La Russie a également décidé de ne plus accorder de visas aux «représentants officiels» britanniques tant qu’elle n’aura pas reçu d’ «éclaircissements» sur les mesures de rétorsion en préparation à Londres dans ce domaine. En retour, les «représentants officiels russes» ne se rendront plus en Grande-Bretagne. Kamynine a, par ailleurs, annoncé la suspension de la «coopération antiterroriste entre la Russie et la Grande-Bretagne».

«Russophobe».  Moscou, qui mène sa propre enquête, considère Lougovoï comme un simple suspect et rejette la demande britannique au motif que sa Constitution interdit l’extradition de citoyens russes. A la télévision, étroi¬tement contrôlée par le Kremlin, Andreï Lougovoï se présente comme une victime des services secrets britanniques. La quasi-totalité des partis politiques russes jugent totalement injustifiée son éventuelle extradition. Mercredi, le porte-parole du Kremlin, Dmitri Peskov, confiait à Libération son étonnement devant la «campagne russophobe» déclenchée, selon lui, depuis plusieurs mois par les médias européens.

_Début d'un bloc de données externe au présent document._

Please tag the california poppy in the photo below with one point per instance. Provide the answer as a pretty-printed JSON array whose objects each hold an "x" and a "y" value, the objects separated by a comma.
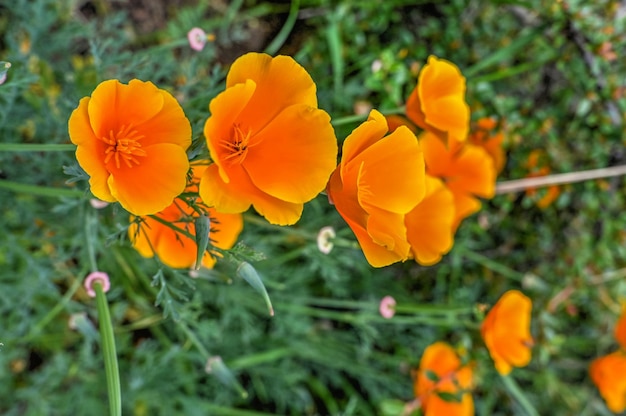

Depuis plusieurs années, les relations entre Londres et Moscou se dégradent. Le Kremlin reproche à la Grande-Bretagne sa participation à la guerre en Irak, mais plus ¬encore l’asile politique accordé à une vingtaine de personnalités, dont deux adversaires résolus de Poutine : le Tchétchène Akhmad Zakaïev et l’oligarque russe Boris Berezovski.

Ce dernier, accusé d’escroquerie et de blanchiment d’argent par Moscou, était un proche d’Alexandre Litvinenko. Il ne manque jamais une occasion de critiquer violemment le président russe, qu’il accuse notamment d’être derrière les attentats qui, en 1999, avaient fait près de 300 morts et qui avaient servi d’alibi à la seconde guerre en Tchétchénie.

«Complots».  Pour ne rien arranger, une nouvelle tentative d’assassinat sur le sol britannique s’ajoute à l’empoisonnement de Litvinenko. Mercredi, Scotland Yard a confirmé qu’un projet d’élimination de Boris Berezovski avait été déjoué le mois dernier, alors même que Tony Blair et Vladimir Poutine menaient des négociations tendues dans le cadre du G8 en Allemagne. La police britannique avait alors interpellé puis maintenu en détention quarante-huit heures un citoyen russe suspecté de préparer l’assassinat de l’oligarque, avant de l’expulser.

Boris Berezovski, qui vit en exil à Londres depuis que son empire médiatique et financier a été anéanti par le Kremlin à la suite de l’arrivée au pouvoir de l’actuel chef de l’Etat, a lancé mercredi : «Poutine est personnellement derrière ces complots contre Litvinenko et moi.» Fin mai, Lougovoï avait pour sa part accusé Berezovski et les services secrets britanniques d’avoir éliminé Litvinenko. La guerre froide des mots a de beaux jours devant elle.